Mulloy contends that the proposal puts the whole notion of designation into context: “Is Clew Bay a designated area or not? If it is, how does that influence the type of stuff that can be flushed into it?

Liam Doherty, marine manager of Clare Island Seafarm Ltd, which produces two thousand tonnes of farmed salmon from its four sites in Clew Bay, has similar concerns:

“The company has been farming salmon in Clew Bay since 1984. The main growing site is just off Clare Island but we have two other sites in the inner bay just two miles from the proposed discharge point.

“One of these sites is where fish are kept prior to harvesting. The salmon are moved to this site in December for harvesting in rough weather. We are very concerned because we farm organically, and if leachate is pumped into the bay, this could wreck our business over night. That kind of stuff shouldn’t be coming into this bay at all.”

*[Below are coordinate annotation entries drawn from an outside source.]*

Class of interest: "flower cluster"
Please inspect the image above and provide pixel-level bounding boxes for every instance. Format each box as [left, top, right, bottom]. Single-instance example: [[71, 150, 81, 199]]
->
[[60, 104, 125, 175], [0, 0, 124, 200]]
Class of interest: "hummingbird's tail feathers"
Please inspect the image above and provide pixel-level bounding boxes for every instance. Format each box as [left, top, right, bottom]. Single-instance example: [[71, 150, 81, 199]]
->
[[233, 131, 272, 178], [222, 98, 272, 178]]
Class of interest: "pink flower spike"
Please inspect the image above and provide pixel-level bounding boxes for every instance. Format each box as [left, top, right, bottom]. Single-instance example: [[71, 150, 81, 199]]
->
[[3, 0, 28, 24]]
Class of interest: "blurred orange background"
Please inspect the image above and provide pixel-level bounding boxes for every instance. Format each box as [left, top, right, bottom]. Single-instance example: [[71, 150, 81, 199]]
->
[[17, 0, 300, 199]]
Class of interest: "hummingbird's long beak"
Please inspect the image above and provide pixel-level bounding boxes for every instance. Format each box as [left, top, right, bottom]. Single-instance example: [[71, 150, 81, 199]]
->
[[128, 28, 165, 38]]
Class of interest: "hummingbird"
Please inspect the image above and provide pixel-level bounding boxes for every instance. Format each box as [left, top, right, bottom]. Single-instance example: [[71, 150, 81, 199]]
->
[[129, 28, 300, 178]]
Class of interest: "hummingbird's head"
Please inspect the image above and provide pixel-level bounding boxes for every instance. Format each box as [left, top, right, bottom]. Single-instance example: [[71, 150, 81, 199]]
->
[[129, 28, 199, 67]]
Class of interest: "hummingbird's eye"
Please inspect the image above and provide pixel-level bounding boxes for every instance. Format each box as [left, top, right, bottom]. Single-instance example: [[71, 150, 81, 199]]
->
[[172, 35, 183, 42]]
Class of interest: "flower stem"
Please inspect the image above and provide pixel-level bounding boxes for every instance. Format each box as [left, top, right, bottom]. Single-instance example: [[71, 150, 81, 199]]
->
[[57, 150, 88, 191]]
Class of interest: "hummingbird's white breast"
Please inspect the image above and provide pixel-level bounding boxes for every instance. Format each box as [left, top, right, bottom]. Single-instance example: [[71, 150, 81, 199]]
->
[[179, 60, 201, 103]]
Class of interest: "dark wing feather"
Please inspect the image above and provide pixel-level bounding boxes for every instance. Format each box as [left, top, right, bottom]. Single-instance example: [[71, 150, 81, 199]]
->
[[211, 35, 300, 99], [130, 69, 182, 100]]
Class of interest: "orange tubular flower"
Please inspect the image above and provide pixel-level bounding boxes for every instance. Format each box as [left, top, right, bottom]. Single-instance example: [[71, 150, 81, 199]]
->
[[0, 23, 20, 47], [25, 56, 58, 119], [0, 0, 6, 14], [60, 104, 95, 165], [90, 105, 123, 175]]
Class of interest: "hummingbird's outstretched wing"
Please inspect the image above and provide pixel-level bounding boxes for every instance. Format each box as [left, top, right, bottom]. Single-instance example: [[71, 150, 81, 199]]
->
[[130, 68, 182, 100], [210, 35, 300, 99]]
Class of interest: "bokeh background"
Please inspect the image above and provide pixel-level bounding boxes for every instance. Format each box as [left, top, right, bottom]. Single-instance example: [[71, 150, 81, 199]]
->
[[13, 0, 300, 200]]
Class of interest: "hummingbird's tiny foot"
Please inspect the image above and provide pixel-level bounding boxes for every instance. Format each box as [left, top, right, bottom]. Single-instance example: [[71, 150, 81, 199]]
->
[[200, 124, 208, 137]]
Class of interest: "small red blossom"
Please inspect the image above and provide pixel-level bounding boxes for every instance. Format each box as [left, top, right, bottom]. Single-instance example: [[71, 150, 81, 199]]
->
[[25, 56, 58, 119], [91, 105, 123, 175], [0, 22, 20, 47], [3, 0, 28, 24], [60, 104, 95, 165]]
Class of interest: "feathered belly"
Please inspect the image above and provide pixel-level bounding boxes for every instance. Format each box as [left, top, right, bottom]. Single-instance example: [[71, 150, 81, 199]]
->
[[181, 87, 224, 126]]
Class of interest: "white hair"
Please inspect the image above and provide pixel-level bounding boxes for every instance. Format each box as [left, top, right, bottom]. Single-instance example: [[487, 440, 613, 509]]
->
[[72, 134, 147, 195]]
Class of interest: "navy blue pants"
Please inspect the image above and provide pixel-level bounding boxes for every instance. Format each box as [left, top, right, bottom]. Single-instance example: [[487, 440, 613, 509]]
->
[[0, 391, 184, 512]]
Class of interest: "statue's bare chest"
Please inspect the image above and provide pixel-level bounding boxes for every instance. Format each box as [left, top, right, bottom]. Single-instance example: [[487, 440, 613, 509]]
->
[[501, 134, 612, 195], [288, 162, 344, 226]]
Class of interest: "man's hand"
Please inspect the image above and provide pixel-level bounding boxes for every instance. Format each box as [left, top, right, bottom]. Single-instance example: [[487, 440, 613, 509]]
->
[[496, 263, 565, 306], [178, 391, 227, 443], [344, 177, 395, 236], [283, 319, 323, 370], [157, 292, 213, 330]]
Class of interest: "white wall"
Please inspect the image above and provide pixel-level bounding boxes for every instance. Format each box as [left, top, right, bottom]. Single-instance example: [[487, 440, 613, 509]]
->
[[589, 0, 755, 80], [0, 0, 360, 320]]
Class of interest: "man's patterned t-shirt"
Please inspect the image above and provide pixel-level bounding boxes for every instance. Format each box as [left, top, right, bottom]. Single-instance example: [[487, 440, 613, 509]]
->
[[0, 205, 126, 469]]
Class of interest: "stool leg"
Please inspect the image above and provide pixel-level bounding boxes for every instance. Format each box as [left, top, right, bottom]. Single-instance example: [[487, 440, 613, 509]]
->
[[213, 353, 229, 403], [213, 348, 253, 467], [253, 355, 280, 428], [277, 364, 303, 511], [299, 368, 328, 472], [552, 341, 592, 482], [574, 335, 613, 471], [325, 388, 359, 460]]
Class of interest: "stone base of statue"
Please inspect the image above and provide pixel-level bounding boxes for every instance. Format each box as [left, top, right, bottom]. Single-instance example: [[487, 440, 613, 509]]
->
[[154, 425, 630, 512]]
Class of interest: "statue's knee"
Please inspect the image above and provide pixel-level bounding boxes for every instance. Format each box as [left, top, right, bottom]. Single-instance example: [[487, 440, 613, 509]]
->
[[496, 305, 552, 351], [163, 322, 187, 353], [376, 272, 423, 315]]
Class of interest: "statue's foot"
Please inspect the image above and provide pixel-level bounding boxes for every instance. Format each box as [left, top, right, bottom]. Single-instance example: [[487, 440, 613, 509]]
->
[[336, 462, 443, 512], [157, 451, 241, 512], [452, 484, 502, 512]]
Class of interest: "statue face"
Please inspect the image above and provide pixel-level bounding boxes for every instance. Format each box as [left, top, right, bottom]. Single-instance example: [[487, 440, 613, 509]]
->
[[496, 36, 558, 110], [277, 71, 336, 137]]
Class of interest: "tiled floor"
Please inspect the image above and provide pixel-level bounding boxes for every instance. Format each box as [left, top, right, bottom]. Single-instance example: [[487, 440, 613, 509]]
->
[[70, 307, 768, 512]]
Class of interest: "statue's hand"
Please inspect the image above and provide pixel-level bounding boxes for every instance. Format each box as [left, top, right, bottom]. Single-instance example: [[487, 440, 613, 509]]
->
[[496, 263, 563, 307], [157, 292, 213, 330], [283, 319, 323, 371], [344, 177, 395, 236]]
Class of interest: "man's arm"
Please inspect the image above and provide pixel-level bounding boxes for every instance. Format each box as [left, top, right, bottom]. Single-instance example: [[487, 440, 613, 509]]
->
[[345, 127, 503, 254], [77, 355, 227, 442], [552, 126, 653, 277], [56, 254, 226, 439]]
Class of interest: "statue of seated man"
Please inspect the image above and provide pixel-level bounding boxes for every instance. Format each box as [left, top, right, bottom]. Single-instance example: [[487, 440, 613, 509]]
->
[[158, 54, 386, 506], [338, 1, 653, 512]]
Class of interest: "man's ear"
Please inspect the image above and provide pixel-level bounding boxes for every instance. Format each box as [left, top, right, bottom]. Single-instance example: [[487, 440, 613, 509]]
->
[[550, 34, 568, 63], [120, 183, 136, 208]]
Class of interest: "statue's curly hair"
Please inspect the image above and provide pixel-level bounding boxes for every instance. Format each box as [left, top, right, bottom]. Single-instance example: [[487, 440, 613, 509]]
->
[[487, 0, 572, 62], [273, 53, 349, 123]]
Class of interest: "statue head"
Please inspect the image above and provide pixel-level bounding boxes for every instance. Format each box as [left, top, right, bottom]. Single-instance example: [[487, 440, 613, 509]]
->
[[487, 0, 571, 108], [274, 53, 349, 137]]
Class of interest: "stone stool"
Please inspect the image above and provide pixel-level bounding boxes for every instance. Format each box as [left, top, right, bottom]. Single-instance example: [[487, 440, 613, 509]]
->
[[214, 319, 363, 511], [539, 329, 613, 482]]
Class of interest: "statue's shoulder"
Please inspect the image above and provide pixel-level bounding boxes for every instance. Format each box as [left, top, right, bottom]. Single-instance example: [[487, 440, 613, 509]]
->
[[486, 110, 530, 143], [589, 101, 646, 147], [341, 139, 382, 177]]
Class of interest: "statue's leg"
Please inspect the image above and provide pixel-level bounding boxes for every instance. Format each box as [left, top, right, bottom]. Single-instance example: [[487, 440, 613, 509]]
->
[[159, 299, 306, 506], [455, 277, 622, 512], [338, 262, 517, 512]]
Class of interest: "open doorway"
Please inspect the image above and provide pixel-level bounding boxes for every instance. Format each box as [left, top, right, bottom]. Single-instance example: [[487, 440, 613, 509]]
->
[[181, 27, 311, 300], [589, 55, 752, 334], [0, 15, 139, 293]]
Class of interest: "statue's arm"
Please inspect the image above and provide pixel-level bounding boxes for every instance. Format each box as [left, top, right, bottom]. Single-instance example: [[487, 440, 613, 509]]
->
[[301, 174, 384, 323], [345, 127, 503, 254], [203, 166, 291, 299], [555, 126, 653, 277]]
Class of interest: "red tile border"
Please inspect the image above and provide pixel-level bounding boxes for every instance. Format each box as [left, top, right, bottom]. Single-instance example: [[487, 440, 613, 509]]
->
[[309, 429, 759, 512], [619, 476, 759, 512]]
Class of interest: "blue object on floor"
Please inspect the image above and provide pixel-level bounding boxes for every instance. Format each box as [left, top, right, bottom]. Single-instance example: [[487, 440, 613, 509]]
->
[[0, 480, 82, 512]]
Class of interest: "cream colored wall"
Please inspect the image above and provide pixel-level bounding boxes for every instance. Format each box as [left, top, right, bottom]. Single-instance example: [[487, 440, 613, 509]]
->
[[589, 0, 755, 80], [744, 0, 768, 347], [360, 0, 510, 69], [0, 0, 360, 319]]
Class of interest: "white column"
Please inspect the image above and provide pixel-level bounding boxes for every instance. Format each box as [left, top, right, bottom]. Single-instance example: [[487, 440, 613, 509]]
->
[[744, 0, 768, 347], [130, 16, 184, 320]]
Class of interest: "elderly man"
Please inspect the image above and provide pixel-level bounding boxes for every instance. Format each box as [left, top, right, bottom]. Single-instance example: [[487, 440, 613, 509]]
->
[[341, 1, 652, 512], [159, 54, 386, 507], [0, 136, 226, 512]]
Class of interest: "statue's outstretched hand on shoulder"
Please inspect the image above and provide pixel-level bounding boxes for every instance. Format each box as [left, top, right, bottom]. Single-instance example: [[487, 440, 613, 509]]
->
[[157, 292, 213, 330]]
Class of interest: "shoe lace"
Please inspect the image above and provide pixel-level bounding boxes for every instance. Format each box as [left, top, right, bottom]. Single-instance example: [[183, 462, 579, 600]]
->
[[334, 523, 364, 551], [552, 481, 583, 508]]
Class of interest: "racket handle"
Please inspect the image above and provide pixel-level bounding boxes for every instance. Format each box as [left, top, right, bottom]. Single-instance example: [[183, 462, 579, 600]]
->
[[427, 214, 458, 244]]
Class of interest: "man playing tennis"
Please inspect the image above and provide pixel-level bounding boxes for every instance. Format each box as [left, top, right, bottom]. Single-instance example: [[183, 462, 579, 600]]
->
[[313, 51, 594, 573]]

Inshore Ireland invited Mayo County Council to respond but at the time of going to press, no comment had been received. The Northwest Regional Fisheries Board was also asked to confirm that adequate research has been conducted to show that the proposed works would not affect the native oyster beds and that water quality would be maintained. No reply was received. The Environmental Protection Agency told Inshore Ireland that to date it had not received an EIS for the proposed works at Derrinumera.